Former President Jimmy Carter said Saturday that he believes the single greatest challenge facing the world is discrimination against women and girls.
Carter, who delivered the commencement address at Liberty University in Virginia, said he now places the human rights abuses against women and girls even higher on his list of global problems than wealth disparity. Carter has long been concerned about economic inequality, and he said that it continues to widen at alarming rates.
Carter, 93, said 160 million girls and women are not alive today because their parents killed their daughters at birth or aborted them as fetuses because of laws and customs that favor sons. He also talked about the prevalence of human trafficking and sexual assault. The former president said that in US military, "one of the finest organizations on earth," there are 16,000 cases of sexual abuse every year.
Speaking about wealth disparity, Carter said the problem is widening "within nations and also between nations." He added that only a handful of people, most of them Americans, control more wealth than half the world's population.

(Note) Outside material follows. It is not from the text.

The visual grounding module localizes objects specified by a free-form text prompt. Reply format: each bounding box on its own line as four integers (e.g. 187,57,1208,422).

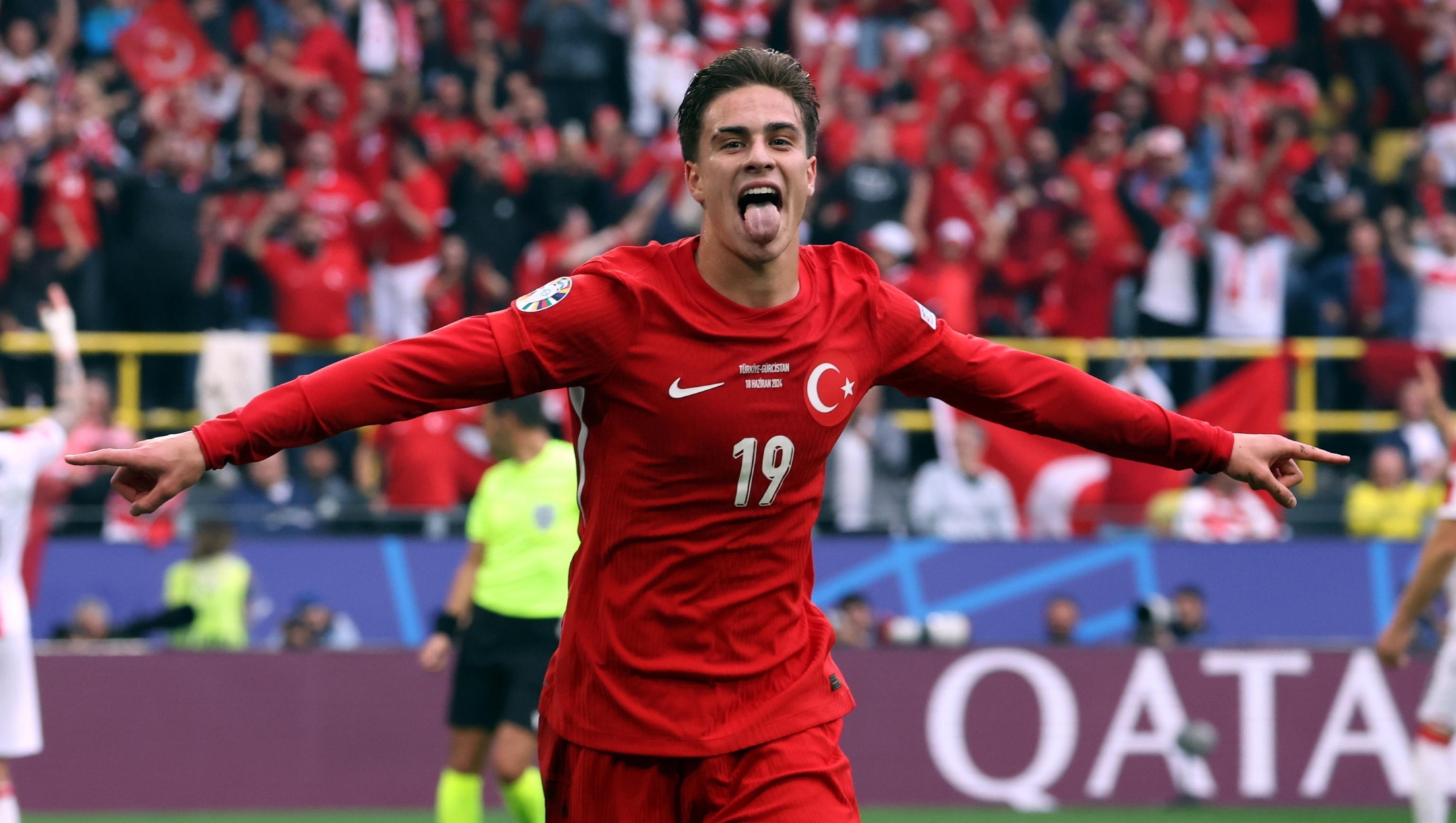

Carter referred to President Donald Trump only once in the address -- a quick joke about how he was told the crowd size this year was bigger than last year. But he focused the bulk of his remarks on current issues facing the United States and the world. Carter said the threat of nuclear war has become more acute and that America has abandoned its leadership as a champion of a clean and healthy environment. He also lamented that public confidence in public officials has declined.
"We citizens have tended to lose faith in ourselves and in each other," he said.
Carter, a former governor of Georgia who rose to national prominence in the divisive civil rights era, said the partisan and racial divisions in the United States "are becoming deeper and deeper."
"So far, we Americans down through history have had a hard time adjusting to this concept of equality ..." he said. "Even now, some of us are still struggling to accept the fact that all people are equal in the eyes of God."
The United States has more people in prison than any other country, Carter said, adding that there are several times more Americans in prison now than when he was in the White House in the late 1970s, "more than any country on earth."
"There are attributes of a superpower that go beyond military strength," Carter said. "Our nation should be known as a champion of peace. Our nation should be known as a champion of equality. Our nation should be known as a champion of human rights. We should also be admired for our generosity to other people in need and other moral values."